Soon after the hotel opened, Kalikow went into bankruptcy and was forced to sell it. Kalikow Fulton Church Realty sold the Millenium Hotel to Singapore-based City Developments Limited (CDL) in June 1994, for $75 million. At that time, Hilton began managing the property as The Millenium Hilton.

===21st century===
The Millenium Hilton suffered extensive damage from the September 11 attacks. Amateur video recorded by a guest (Guy Rosbrook) at the 35th floor of the hotel on that day shows the proximity of the destruction, as well as initial directives from staff to shelter in place before the building was evacuated. The hotel was closed for over 18 months, while it was completely refurbished. It reopened for business on May 5, 2003. The U.S. flag which hung outside the hotel on 9/11 was recovered by hotel workers and is now on display in the lobby.

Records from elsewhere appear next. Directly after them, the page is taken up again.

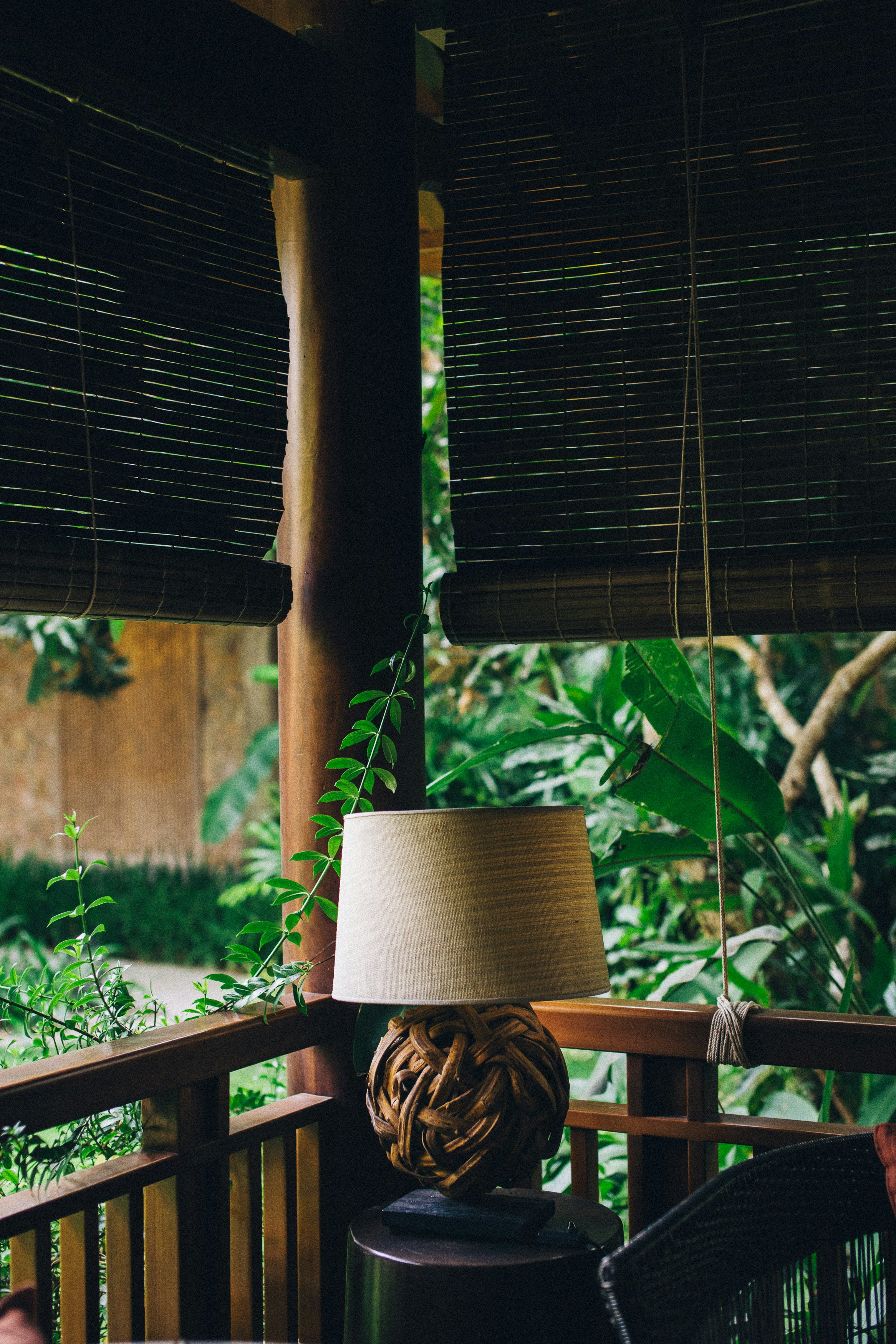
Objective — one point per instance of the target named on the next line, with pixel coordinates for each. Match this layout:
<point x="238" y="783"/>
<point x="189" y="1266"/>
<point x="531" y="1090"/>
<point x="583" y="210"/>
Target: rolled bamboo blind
<point x="184" y="341"/>
<point x="48" y="573"/>
<point x="566" y="316"/>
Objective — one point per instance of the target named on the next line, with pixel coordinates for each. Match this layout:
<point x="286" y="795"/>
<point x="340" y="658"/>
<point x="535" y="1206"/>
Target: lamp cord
<point x="84" y="392"/>
<point x="726" y="1033"/>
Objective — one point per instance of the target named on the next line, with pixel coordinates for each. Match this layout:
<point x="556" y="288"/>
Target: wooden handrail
<point x="64" y="1088"/>
<point x="772" y="1037"/>
<point x="750" y="1131"/>
<point x="135" y="1171"/>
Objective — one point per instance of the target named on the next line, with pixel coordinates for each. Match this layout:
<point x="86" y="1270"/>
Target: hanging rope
<point x="726" y="1033"/>
<point x="84" y="392"/>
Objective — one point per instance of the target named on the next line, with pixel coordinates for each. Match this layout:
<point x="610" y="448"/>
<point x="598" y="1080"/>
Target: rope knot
<point x="727" y="1033"/>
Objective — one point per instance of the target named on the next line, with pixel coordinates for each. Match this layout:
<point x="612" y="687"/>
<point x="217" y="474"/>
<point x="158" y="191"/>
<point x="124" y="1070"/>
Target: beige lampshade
<point x="468" y="906"/>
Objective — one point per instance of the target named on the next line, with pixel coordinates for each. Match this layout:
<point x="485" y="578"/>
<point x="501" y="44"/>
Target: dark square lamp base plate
<point x="495" y="1218"/>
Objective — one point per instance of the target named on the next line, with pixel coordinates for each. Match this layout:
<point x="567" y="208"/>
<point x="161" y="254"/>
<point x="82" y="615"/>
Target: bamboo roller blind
<point x="566" y="284"/>
<point x="186" y="358"/>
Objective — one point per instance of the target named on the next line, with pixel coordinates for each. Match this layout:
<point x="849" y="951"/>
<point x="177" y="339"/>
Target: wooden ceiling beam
<point x="206" y="65"/>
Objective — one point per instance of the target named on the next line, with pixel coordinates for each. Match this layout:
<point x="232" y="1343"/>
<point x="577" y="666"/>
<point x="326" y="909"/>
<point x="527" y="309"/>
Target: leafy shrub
<point x="160" y="913"/>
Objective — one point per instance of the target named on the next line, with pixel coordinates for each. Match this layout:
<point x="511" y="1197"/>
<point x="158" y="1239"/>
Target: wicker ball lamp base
<point x="468" y="1099"/>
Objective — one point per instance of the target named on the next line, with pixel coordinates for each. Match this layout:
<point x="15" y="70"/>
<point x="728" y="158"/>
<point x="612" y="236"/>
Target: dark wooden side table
<point x="418" y="1289"/>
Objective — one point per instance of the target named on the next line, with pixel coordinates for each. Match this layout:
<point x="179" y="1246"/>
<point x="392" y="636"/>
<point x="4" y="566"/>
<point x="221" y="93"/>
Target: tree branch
<point x="832" y="701"/>
<point x="759" y="663"/>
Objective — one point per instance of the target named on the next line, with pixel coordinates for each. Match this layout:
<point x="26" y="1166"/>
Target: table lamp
<point x="467" y="914"/>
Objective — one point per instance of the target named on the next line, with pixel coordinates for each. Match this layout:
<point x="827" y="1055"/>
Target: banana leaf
<point x="675" y="780"/>
<point x="633" y="847"/>
<point x="658" y="675"/>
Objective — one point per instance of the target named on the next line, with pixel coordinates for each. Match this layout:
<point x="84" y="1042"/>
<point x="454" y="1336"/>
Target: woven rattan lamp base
<point x="468" y="1099"/>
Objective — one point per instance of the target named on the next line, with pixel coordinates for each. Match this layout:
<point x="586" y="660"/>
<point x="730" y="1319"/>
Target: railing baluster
<point x="80" y="1277"/>
<point x="702" y="1084"/>
<point x="30" y="1257"/>
<point x="308" y="1213"/>
<point x="888" y="1253"/>
<point x="246" y="1283"/>
<point x="281" y="1242"/>
<point x="126" y="1268"/>
<point x="583" y="1160"/>
<point x="833" y="1295"/>
<point x="198" y="1203"/>
<point x="658" y="1167"/>
<point x="162" y="1242"/>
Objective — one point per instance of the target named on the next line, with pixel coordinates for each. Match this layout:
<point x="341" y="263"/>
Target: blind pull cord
<point x="84" y="393"/>
<point x="726" y="1031"/>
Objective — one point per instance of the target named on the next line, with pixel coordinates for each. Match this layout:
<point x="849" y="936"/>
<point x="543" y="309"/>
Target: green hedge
<point x="162" y="914"/>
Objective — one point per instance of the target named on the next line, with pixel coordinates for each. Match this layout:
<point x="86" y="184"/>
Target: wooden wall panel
<point x="132" y="760"/>
<point x="29" y="758"/>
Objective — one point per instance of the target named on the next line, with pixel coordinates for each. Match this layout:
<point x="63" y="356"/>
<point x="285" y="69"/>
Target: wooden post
<point x="187" y="1217"/>
<point x="351" y="531"/>
<point x="666" y="1171"/>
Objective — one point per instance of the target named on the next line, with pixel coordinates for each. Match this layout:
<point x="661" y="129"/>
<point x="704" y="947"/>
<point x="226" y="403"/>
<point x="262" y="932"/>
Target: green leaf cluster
<point x="62" y="1002"/>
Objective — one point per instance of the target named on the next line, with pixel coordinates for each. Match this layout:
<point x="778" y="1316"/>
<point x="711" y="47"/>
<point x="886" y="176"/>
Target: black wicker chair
<point x="797" y="1245"/>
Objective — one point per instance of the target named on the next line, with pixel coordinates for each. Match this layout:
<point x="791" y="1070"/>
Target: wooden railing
<point x="672" y="1116"/>
<point x="214" y="1230"/>
<point x="232" y="1228"/>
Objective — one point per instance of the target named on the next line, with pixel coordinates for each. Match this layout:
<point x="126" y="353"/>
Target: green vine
<point x="270" y="980"/>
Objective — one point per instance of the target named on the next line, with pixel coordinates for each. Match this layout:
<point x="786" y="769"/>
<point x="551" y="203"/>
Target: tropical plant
<point x="57" y="1003"/>
<point x="78" y="656"/>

The hotel was renamed the Millennium Hilton New York Downtown in 2017, using the more conventional spelling. It was, for many years, one of four hotels owned by CDL subsidiary Millennium & Copthorne Hotels, that were not marketed as part of their Millennium Hotels chain. Instead, they were managed by Hilton Hotels Corporation. The others were the Millennium Hilton New York One UN Plaza, Millennium Hilton Seoul and Millennium Hilton Bangkok. The hotel ceased to be managed by Hilton on January 18, 2022 and was renamed Millennium Downtown New York. In October 2025, it was renamed the M Social Hotel New York Downtown, following an extensive renovation of the 569 guest rooms.